William Roger Reaves, of Georgia, is one of the best to ever do it when it comes to the international smuggling of drugs. In the 1980s, he had close ties to the Medellin Cartel and its leadership, Pablo Escobar and Jorge Ochoa. He reportedly was responsible for $5 billion worth of cocaine entering into the United States. Like most in that life, Reaves was busted. In July 2001, he was knocked in a $400 million cocaine bust. It remains one of the largest drug busts in the history of “The Land Down Under,” doubling the previous largest shipment. In 2002, he was originally sentenced to life with a minimum of 14 years, but that minimum was increased to 18 years. During his time in the joint, he became an author, penning a text about the his rise to the highest and crash to the lowest low. The book is titledSmuggler.

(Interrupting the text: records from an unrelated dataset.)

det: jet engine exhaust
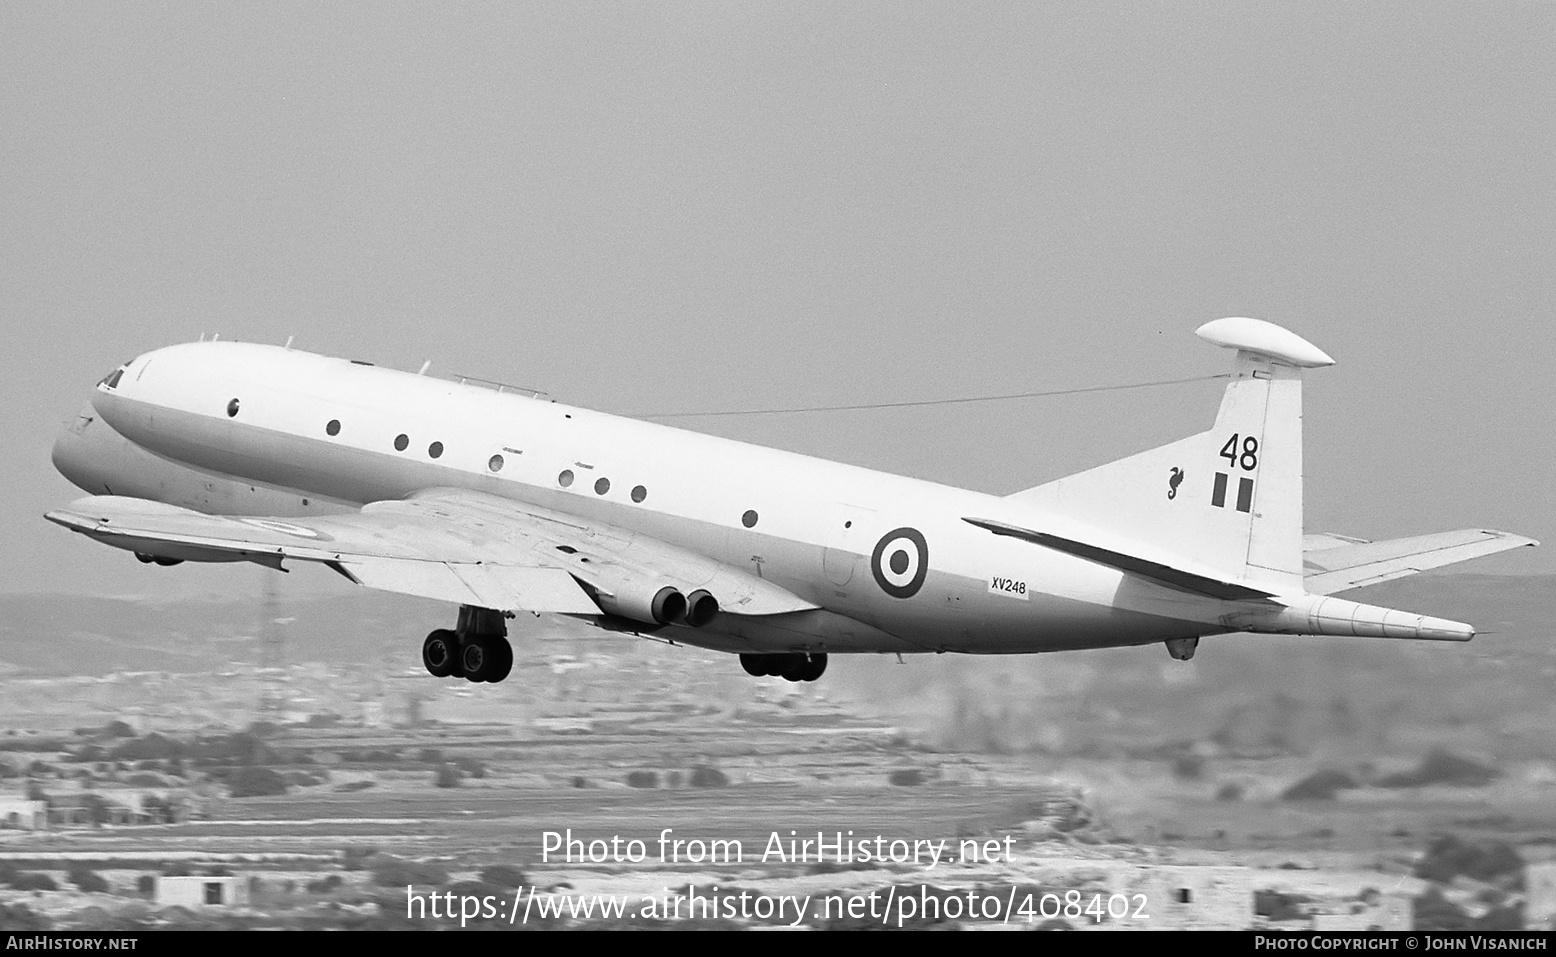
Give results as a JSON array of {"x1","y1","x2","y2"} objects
[
  {"x1": 682, "y1": 589, "x2": 719, "y2": 627},
  {"x1": 588, "y1": 583, "x2": 686, "y2": 626}
]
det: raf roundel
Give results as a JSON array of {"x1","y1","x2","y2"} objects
[{"x1": 871, "y1": 527, "x2": 929, "y2": 599}]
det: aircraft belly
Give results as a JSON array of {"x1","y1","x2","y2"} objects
[
  {"x1": 676, "y1": 608, "x2": 923, "y2": 655},
  {"x1": 976, "y1": 600, "x2": 1213, "y2": 653},
  {"x1": 678, "y1": 584, "x2": 1211, "y2": 655},
  {"x1": 778, "y1": 559, "x2": 1216, "y2": 654}
]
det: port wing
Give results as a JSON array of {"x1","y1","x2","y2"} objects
[{"x1": 45, "y1": 488, "x2": 818, "y2": 616}]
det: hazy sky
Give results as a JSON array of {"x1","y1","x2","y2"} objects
[{"x1": 3, "y1": 2, "x2": 1553, "y2": 600}]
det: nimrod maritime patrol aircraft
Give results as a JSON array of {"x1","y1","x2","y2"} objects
[{"x1": 48, "y1": 318, "x2": 1536, "y2": 684}]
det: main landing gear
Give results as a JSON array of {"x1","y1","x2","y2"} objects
[
  {"x1": 423, "y1": 605, "x2": 513, "y2": 683},
  {"x1": 740, "y1": 652, "x2": 827, "y2": 683}
]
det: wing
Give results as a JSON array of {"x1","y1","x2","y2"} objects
[
  {"x1": 1303, "y1": 529, "x2": 1538, "y2": 595},
  {"x1": 45, "y1": 488, "x2": 818, "y2": 617}
]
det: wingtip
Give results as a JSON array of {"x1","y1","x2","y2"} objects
[
  {"x1": 43, "y1": 509, "x2": 86, "y2": 530},
  {"x1": 1482, "y1": 529, "x2": 1540, "y2": 548}
]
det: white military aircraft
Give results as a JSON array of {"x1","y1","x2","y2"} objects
[{"x1": 48, "y1": 318, "x2": 1535, "y2": 684}]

Yahoo details Reaves’ career:
That business flew hundreds of massive stashes of marijuana, hashish and cocaine into the US and sailed 20-tonne shipments from Pakistan to Thailand. He also describes how he met and later hired pilot Barry Seal to fly tonnes of cocaine around the world, landing at a small airfield in Mena, Arkansas, where a politician called Bill Clinton was the state’s governor.
After Seal was arrested, tried and convicted, he became an informant for US authorities until his murder by Colombian assassins in 1986.
A Hollywood film of Seal’s life is in production with Tom Cruise in the lead role.
In Reaves’ book Smuggler he describes how he personally earned $US7 million in just months at the height of the trade and was so influential that Escobar built him a 1000ft (304m) runway in the South American jungle to pick up tonnes of cocaine.
He also details how after a calamitous final journey to the WA coast, he and his accomplices scuttled their boat The White Dove, then ferried almost a tonne of cocaine ashore on dinghies before being arrested at gunpoint and driven to Geraldton by police.
This year, on his 73rd birthday, Reaves received an arrest warrant from the US stating that he owes the government 7934 days (21 years and nine months) in jail for a parole violation. He wrote, “I made untold millions and lived a life few can believe — and I have paid dearly, with interest, for the privilege.”
Furthermore, the Australian Federal Police are considering activating Proceeds of Crime legislationagainst Reaves for the book. According to Yahoo:
Within that legislation are specific guidelines on “literary proceeds” which allow the Commonwealth to recover any profits made through “any commercial exploitation of the notoriety gained from committing an offence”.
An AFP spokesman confirmed it was aware of Reaves’ book but “could not confirm or deny who it is currently investigating”.